The Orioles also seem confident that will happen, even allowing Connaughton to attend a few NBA tryouts this spring.

"He's a baseball player who's also a really good basketball player," said Brian Graham, the Orioles' player development director. "Obviously he's playing basketball right now, he's doing a great job and we certainly are happy for him and wish him luck. I've spoken to him, and I anticipate he'll be back to baseball when basketball ends."

Graham said that Connaughton is mostly a fastball pitcher capable of throwing between 92 and 96 mph. Though Graham said Connaughton's "secondary pitches are behind right now," he likes the whole package.
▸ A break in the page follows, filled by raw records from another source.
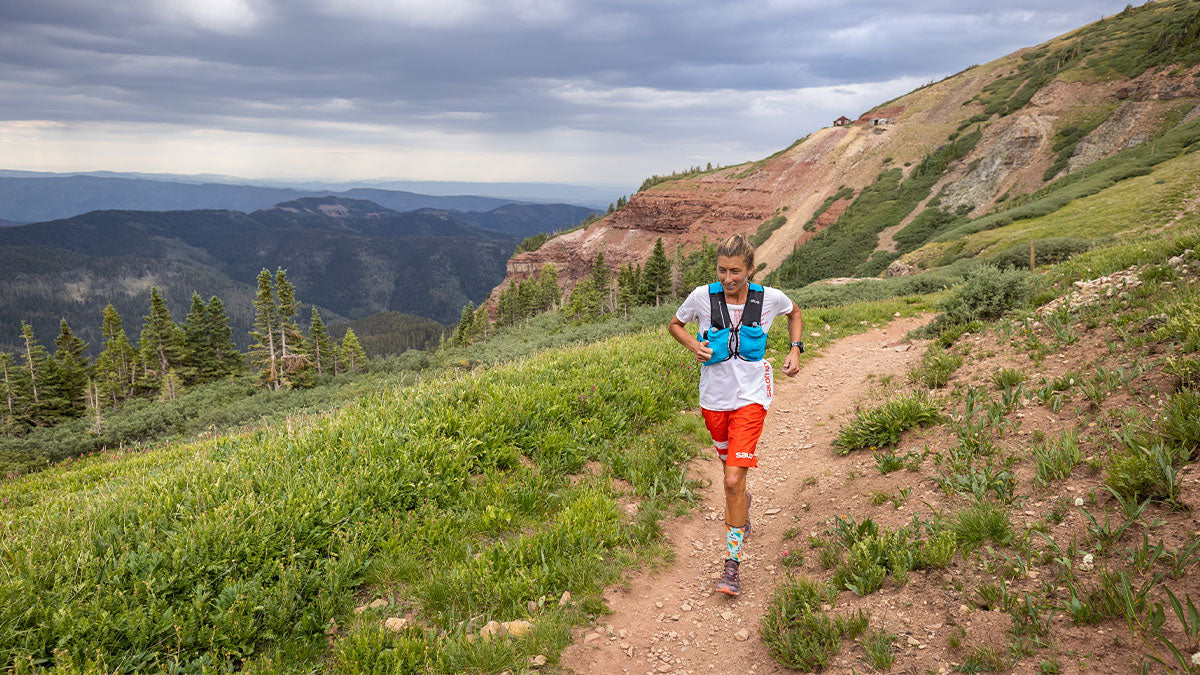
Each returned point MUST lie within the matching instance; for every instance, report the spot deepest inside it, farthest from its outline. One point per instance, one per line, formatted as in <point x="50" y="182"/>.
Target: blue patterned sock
<point x="733" y="541"/>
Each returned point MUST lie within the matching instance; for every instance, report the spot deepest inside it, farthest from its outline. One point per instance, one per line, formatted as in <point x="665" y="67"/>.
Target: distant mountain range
<point x="33" y="197"/>
<point x="349" y="257"/>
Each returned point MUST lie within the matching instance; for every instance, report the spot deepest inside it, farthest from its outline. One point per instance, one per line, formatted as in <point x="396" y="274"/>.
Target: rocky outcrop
<point x="1125" y="129"/>
<point x="1003" y="155"/>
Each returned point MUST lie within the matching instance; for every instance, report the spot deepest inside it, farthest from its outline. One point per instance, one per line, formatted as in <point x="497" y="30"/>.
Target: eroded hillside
<point x="1014" y="126"/>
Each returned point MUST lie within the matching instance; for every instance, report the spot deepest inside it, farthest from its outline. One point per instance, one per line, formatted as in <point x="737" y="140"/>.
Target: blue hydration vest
<point x="748" y="340"/>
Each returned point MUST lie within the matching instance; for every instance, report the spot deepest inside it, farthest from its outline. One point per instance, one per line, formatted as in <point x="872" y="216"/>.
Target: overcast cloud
<point x="552" y="90"/>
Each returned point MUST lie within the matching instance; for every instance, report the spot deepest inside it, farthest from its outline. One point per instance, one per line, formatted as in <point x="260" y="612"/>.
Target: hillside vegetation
<point x="1026" y="487"/>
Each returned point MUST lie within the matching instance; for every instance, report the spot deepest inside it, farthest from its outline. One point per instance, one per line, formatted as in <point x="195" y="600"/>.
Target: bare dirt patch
<point x="672" y="621"/>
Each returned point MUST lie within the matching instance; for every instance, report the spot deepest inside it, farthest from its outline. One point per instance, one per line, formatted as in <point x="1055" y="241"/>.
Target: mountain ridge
<point x="349" y="257"/>
<point x="1042" y="114"/>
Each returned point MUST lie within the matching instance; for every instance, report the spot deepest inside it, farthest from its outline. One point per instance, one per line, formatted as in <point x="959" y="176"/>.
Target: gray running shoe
<point x="729" y="583"/>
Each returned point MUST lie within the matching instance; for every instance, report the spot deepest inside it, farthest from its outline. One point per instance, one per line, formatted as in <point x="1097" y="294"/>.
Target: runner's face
<point x="732" y="273"/>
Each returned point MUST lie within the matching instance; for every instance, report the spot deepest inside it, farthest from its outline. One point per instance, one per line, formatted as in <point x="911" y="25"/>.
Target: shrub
<point x="1047" y="251"/>
<point x="879" y="649"/>
<point x="881" y="426"/>
<point x="982" y="523"/>
<point x="1186" y="371"/>
<point x="985" y="294"/>
<point x="797" y="633"/>
<point x="936" y="366"/>
<point x="1180" y="422"/>
<point x="1141" y="469"/>
<point x="1007" y="378"/>
<point x="1055" y="459"/>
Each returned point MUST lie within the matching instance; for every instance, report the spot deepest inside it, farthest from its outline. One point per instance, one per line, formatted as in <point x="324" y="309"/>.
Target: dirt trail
<point x="671" y="621"/>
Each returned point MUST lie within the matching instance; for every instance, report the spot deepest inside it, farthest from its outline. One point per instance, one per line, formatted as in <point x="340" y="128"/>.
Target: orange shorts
<point x="736" y="432"/>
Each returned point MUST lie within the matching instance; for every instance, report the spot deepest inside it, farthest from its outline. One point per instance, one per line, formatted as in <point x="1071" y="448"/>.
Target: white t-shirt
<point x="735" y="383"/>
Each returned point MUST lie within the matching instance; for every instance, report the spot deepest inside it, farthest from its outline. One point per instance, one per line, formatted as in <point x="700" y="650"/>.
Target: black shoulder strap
<point x="753" y="312"/>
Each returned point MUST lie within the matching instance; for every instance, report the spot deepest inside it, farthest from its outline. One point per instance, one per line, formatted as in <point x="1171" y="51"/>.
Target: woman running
<point x="736" y="381"/>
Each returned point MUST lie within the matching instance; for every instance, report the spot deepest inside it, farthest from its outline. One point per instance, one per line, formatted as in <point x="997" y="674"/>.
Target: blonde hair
<point x="737" y="246"/>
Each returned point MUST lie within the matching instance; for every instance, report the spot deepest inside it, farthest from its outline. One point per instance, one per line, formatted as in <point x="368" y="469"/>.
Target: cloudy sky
<point x="485" y="90"/>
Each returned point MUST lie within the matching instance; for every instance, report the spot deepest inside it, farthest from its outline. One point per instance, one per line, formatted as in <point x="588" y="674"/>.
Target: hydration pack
<point x="748" y="340"/>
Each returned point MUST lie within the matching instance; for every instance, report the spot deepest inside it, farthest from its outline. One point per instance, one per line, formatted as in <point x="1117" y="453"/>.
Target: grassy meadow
<point x="459" y="500"/>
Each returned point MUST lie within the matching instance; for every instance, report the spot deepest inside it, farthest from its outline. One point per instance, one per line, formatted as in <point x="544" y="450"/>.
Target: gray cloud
<point x="673" y="77"/>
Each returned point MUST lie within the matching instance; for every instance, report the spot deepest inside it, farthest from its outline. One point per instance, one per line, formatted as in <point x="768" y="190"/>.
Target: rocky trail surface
<point x="671" y="620"/>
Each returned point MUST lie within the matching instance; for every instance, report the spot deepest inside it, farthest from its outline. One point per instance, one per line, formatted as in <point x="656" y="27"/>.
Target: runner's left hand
<point x="791" y="364"/>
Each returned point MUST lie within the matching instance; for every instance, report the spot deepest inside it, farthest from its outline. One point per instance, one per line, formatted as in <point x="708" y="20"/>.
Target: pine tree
<point x="657" y="276"/>
<point x="225" y="353"/>
<point x="161" y="334"/>
<point x="264" y="352"/>
<point x="33" y="381"/>
<point x="319" y="345"/>
<point x="462" y="332"/>
<point x="114" y="365"/>
<point x="95" y="407"/>
<point x="147" y="374"/>
<point x="71" y="371"/>
<point x="291" y="339"/>
<point x="585" y="304"/>
<point x="10" y="393"/>
<point x="601" y="280"/>
<point x="527" y="298"/>
<point x="549" y="292"/>
<point x="172" y="387"/>
<point x="353" y="356"/>
<point x="629" y="281"/>
<point x="199" y="357"/>
<point x="479" y="323"/>
<point x="700" y="267"/>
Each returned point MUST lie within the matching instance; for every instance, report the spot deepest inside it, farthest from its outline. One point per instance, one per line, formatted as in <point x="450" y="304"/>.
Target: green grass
<point x="982" y="523"/>
<point x="1054" y="460"/>
<point x="471" y="493"/>
<point x="798" y="633"/>
<point x="879" y="645"/>
<point x="881" y="426"/>
<point x="936" y="366"/>
<point x="217" y="551"/>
"He has tremendous intangibles outside of his athleticism," Graham said. "He's competitive, he's intelligent, he has great instincts. You look at an athlete like that and you guess he'll be able to make adjustments fairly easily. I would guess he's a fast learner and he's got great leadership skills"

If anyone in the Orioles organization can understand what Connaughton is going through, it's Ryan Minor, manager of their Low-A affiliate, the Delmarva Shorebirds. Nearly two decades ago, Minor had the same decision to make after being drafted by both the Orioles and Philadelphia 76ers.

An All-American basketball player and Big Eight Player of the Year at Oklahoma, Minor was picked 32nd overall in the 1996 NBA draft, one pick behind Mark Hendrickson, another baseball-basketball pro. Having led the Sooners to the College World Series with twin brother Damon, Minor was selected by the Baltimore Orioles in the 33rd round that same year.

On the surface, at least, it seemed that the 6-foot-7, 195-pound Minor's future was in the NBA. Spending the summer months split between the Orioles' rookie league team in Bluefield, W.Va., and the 76ers' summer league team, Minor went into training camp in Philadelphia that fall "kind in the mood where I was going to try to give both of them a whirl."

Minor finally made up his mind to focus on baseball when he was cut by the 76ers.

"It might have been a little different [had I made the NBA team]," he said.

Minor, mostly known as the player who manned third base when Cal Ripken Jr.'s record streak ended, played just parts of four seasons in the majors but said he had no regrets about his decision.

"Not for me," said Minor, who'll likely manage Connaughton later this year. "Once I make a decision, I make a decision. I don't look back and say 'What if?' For me, I kind of lived in the moment and I went after it, and a couple of years later I was already in the big leagues. As far as look back and regretting the decision, that never crossed my mind."

Connaughton said recently of his dilemma, "it's like a parent answering the question of who is their favorite twin."

Eventually, he will have to answer that question.


"If I had a sport that I liked more, I would probably be playing a single sport right now," he said. "So the way I look at it is, I've been playing both of them my whole life, I don't want to burn a bridge before I see what's across that bridge, and I made a promise to myself that I wouldn't give up on one before I saw it through."



The Associated Press contributed to this article.